A Blank Spot On The Map

We travel to New Mexico's Aldo Leopold Wilderness to understand the roots of the preservation movement and see just how far we've come.

by: Jeff Rennicke


Following In The Footsteps

Nine hikes as big as the hearts of their namesake wilderness visionaries.

Aldo Leopold was just one of the wilderness pioneers who helped blaze the way in the name of conservation. Here are a few places where you can follow the bootprints of other conservation heroes deep into the wildlands that bear their names.

William O. Douglas Wilderness, Washington

Freedom is a right Justice William O. Douglas held close to heart. Even the freedom to nearly meet your death in the wilds. In his book Of Men and Mountains, he writes, "We had accomplished the impossible...survived terrible ordeals...faced death down; and because of our encounter with it, we had come to value life more." Born in 1898 in Minnesota, Douglas received a law degree from Columbia University and taught at Yale before being appointed to the Supreme Court by President Franklin Roosevelt. From the bench, and in the many books he would write, he continued to stand on the side of freedom and the freedom wild places represent. "Roadless areas are one pledge to freedom," he wrote in My Wilderness. That pledge is kept today in the 168,000-acre William O. Douglas Wilderness.

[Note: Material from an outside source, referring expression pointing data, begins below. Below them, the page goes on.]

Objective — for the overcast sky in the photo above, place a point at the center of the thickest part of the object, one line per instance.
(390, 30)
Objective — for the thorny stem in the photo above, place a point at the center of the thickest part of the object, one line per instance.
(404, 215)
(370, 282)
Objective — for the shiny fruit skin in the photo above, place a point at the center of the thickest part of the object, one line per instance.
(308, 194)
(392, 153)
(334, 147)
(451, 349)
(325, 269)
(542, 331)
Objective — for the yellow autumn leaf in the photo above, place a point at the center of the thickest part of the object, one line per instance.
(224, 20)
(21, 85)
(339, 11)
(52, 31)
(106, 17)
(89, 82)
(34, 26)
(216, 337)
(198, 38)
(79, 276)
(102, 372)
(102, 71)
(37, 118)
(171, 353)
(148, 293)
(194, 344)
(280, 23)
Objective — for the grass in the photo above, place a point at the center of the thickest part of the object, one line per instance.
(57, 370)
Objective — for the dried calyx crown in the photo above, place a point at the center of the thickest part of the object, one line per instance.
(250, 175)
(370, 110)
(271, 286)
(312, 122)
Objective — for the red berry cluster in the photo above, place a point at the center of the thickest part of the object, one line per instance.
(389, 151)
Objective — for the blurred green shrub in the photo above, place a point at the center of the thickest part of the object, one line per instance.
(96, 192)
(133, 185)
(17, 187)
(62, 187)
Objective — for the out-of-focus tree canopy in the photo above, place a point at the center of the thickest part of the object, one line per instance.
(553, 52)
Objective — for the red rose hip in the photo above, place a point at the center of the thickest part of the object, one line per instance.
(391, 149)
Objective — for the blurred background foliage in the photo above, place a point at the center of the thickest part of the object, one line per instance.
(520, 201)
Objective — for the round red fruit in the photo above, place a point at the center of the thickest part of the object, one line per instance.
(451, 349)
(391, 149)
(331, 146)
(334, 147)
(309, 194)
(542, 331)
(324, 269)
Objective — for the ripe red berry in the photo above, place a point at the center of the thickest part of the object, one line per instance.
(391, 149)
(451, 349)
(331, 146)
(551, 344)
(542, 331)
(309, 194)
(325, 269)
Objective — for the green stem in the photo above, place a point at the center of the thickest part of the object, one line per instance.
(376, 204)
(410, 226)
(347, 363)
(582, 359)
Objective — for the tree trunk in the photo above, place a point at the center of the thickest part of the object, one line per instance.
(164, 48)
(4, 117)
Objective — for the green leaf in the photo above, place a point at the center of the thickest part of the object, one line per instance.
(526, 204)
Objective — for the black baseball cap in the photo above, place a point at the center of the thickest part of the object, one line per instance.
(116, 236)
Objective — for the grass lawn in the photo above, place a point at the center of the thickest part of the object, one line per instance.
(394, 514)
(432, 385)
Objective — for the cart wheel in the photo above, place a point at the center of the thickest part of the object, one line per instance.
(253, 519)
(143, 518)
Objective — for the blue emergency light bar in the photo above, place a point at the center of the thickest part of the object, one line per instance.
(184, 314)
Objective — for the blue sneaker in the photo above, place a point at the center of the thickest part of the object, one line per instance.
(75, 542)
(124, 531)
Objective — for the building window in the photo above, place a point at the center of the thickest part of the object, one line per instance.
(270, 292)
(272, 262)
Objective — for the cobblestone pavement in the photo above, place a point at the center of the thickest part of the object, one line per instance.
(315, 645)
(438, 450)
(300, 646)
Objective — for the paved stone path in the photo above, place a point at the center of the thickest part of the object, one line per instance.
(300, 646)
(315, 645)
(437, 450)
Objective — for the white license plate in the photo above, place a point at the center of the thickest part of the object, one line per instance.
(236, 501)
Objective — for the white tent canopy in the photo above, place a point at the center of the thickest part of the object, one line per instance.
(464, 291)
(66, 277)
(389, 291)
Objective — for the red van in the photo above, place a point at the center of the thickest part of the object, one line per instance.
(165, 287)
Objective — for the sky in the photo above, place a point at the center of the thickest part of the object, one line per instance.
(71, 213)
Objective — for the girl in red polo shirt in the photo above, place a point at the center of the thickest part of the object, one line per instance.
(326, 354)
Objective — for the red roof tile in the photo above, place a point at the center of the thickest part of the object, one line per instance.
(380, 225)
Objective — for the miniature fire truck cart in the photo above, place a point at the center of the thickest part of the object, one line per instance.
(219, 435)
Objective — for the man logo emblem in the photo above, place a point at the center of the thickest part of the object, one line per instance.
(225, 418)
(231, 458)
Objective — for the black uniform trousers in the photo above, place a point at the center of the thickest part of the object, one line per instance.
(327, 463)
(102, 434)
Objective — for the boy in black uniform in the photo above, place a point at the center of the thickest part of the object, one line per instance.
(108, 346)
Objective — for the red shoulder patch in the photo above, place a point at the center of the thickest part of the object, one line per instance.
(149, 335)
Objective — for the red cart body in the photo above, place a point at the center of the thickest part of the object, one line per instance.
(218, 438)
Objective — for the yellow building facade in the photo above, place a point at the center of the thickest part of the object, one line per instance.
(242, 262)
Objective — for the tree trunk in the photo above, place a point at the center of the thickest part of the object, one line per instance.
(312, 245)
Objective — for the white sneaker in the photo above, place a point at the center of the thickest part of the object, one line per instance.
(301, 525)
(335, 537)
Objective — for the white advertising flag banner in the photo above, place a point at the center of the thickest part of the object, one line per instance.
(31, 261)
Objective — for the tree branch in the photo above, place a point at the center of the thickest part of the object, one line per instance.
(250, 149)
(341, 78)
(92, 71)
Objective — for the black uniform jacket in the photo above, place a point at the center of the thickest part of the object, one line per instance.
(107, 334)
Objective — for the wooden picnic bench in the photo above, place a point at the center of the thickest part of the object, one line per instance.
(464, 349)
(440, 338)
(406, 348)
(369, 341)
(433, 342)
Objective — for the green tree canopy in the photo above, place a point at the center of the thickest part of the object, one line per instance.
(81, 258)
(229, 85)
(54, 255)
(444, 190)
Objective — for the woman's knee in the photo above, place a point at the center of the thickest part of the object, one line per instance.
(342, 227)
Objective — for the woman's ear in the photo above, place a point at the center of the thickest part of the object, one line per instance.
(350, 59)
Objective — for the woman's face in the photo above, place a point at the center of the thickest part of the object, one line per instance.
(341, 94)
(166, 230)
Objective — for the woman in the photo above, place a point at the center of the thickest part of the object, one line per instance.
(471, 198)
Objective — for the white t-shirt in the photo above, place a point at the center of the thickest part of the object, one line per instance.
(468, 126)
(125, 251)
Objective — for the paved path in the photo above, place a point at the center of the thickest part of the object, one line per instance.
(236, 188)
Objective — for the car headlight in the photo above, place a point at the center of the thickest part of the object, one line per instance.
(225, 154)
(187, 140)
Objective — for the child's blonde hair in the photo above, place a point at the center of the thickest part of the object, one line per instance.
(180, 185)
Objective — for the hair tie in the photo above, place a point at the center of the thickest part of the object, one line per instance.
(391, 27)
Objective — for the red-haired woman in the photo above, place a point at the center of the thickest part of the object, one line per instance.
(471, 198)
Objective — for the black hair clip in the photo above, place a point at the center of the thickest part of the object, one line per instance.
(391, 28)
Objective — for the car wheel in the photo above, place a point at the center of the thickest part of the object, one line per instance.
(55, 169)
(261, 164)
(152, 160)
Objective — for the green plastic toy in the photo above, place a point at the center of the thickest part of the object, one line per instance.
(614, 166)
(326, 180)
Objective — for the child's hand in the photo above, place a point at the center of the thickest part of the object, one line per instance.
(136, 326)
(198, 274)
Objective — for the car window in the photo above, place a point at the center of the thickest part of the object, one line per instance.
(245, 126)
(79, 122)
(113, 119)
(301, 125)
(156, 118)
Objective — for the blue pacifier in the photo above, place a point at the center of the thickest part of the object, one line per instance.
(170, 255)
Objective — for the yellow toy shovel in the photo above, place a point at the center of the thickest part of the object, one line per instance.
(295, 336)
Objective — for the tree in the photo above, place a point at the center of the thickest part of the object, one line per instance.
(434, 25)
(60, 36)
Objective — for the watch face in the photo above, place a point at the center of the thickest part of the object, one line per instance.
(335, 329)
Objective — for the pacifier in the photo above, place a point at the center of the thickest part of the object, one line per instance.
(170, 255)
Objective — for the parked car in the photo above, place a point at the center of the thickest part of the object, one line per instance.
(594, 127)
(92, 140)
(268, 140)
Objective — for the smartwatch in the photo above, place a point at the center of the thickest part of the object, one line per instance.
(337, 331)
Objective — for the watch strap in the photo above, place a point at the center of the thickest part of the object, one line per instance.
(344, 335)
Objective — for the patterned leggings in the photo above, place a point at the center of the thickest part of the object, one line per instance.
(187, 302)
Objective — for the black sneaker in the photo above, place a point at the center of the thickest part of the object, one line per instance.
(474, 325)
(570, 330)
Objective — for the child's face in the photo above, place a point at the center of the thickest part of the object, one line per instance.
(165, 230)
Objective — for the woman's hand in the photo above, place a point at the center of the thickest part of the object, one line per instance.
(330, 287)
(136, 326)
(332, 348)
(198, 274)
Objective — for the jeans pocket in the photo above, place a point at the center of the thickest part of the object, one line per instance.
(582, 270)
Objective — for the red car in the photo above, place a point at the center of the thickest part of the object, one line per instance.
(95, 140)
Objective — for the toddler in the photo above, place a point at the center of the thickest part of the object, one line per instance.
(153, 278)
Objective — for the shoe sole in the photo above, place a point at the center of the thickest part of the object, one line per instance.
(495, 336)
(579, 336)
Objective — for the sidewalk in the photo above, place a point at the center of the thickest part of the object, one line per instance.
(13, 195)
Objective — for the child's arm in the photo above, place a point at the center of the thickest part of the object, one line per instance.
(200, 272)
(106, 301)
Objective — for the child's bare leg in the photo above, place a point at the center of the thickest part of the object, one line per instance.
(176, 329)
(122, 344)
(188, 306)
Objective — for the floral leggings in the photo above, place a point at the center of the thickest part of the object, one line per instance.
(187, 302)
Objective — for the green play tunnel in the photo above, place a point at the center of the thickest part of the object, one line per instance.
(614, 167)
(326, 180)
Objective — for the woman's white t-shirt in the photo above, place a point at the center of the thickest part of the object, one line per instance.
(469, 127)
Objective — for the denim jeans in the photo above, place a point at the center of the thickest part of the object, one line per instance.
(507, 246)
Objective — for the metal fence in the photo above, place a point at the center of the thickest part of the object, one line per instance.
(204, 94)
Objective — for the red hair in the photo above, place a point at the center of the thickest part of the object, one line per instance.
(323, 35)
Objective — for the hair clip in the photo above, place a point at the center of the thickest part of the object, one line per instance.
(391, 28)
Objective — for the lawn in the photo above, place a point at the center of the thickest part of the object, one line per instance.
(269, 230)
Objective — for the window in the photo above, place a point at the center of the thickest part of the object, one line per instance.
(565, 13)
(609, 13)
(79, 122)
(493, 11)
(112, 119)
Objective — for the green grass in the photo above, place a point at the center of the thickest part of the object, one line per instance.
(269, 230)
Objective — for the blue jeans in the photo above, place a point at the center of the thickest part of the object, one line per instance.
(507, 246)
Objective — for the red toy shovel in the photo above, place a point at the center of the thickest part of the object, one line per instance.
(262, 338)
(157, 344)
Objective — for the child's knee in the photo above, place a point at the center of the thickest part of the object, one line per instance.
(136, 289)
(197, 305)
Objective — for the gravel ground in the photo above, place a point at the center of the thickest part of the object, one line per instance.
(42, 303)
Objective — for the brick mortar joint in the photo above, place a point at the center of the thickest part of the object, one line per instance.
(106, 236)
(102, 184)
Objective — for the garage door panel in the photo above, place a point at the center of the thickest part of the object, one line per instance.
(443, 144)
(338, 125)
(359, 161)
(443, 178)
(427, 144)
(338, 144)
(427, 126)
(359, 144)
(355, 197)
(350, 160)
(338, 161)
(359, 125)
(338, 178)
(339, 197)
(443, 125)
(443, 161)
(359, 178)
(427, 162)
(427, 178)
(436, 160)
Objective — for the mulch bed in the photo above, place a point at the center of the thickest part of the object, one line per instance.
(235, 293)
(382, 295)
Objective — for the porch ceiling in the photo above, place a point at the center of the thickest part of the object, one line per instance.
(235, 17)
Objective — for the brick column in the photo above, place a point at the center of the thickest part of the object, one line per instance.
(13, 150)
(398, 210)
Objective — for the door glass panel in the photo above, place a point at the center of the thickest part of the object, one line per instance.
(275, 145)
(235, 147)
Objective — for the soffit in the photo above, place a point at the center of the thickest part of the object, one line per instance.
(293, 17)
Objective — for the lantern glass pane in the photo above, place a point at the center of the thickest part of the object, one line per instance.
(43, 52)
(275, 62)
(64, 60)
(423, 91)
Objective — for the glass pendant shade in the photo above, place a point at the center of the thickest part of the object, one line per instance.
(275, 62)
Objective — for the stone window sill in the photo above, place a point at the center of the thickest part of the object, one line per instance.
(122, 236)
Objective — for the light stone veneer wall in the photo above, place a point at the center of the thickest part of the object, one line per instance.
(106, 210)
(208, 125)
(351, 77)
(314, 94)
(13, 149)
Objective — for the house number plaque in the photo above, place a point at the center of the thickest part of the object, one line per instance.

On the trail: "Discovery is adventure," Douglas wrote, and you will find a lot to discover on the 26.7-mile, one-way hike along the American Ridge. Despite its somewhat short length, it is a good, four- to five-day trip with enough elevation gain and loss to, as the guidebook says, "make your legs feel like canned hams." All of that up and down does have its advantages, such as the view from the lookout atop 6,473-foot Goat Peak. If your "hams" have enough left in them, you can piece together longer loop hikes by combining this trail with others that share nearby trailheads.

Contact: Wenatchee National Forest, Naches Ranger District, 10061 Highway 12, Naches, WA 98937; (509) 653-2205.

Trail guide: Pacific Northwest Hiking, by Ron C. Judd and Dan Nelson. Foghorn Press, 340 Bodega Ave., Petaluma, CA 94952; (800) 364-4676; $20.95.

Ansel Adams Wilderness, California

John Muir called the Sierra the "Range of Light," but it was photographer Ansel Adams who captured that light on film. Adams caught all the drama and exquisite beauty of wild places as far flung as Alaska's Denali, Acadia National Park in Maine, the Maroon Bells in Colorado, and the sand dunes of Death Valley, California. But as with all artists, his best work would spring from his soul and his soul was in the Sierra. His photos were not only works of art but a powerful weapon in the fight for environmental causes. Articulate, energetic, passionate, Adams worked closely with the Sierra Club, lobbied politicians with the power of his words and photographs, and brought the beauty of nature into homes all over the world though his books and prints. His work and life was the inspiration for many of the finest photographers working today. With every click of their shutters, Ansel Adams is remembered.

On the trail: Flower-filled meadows with blossoms dancing in the breeze, high mountain passes layered in late-afternoon sun, diamonds of light splashing in rushing streams-this 230,000-acre wilderness area captures many of the magical qualities that attracted the lens of Ansel Adams. Try the 23.7-mile, one-way Koip Peak Pass Traverse. It includes four mountain passes, five alpine lakes, and enough flower-filled meadows to use up all of your film. Be prepared for lingering snowfields, cold stream crossings, mountain weather, and magic light.